Kadının seçme ve seçilme hakkı

Kadına seçme ve seçilme hakkını dünyada ilk defa Gazi Mustafa Kemal Atatürk bahşetmiştir. 5 Aralık 1934’te Türkiye Büyük Millet Meclisi’nde kadına seçme ve seçilme hakkı tanınmıştır. Kadına verilen seçme ve seçilme hakkı 1930 yılında belediyelerde başlamış, 1933 de köy ve ihtiyar heyetlerinde de uygulamaya konulmuş ve nihayetinde de 1934 te Millet Meclisinde kabul edilen yasayla kemale ermiştir.
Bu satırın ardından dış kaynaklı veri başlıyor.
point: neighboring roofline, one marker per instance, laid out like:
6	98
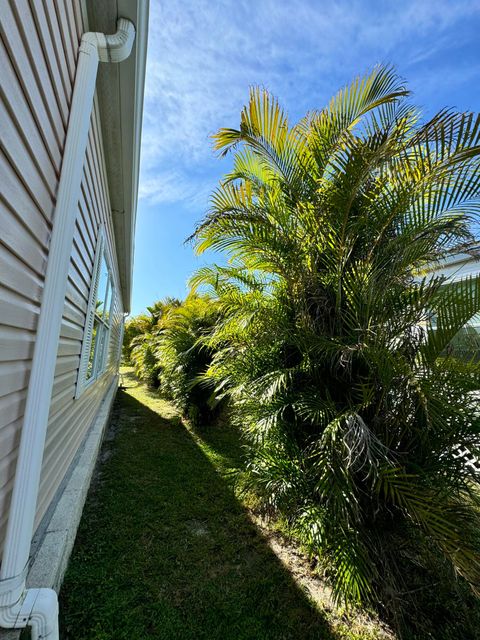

Gazi Mustafa Kemal Atatürk, 1925’te Kastamonu’da yaptığı bir konuşmada, kadın erkek eşitliğini savunmuş, kadına toplumda mutlaka hak ettiği değerin verilmesini istemiş ve attığı adımlarla bu konudaki samimiyetini ispat etmiştir. Atatürk konuşmasında şu ifadelere yer verir: “Toplumu kalkındırmak istiyorsak, izlememiz gereken daha emin ve daha etkili bir yol vardır. O da Türk kadınını çalışmalarımıza ortak etmek, hayatımızı onunla birlikte yürütmek, kadının, bilimsel, toplumsal ve ekonomik hayatta erkeğin ortağı, arkadaşı, yardımcısı ve koruyucusu yapma yoludur.”

Gazi Mustafa Kemal Atatürk’ün dile getirdiği bu durum, Birleşmiş Milletler ’in 20 yıl sonra kabul ettiği Evrensel İnsan Hakları Bildirgesi’nin 1. ve 2. maddesi ile yayınladığı ilkelerinde kayıt altına alınmıştır.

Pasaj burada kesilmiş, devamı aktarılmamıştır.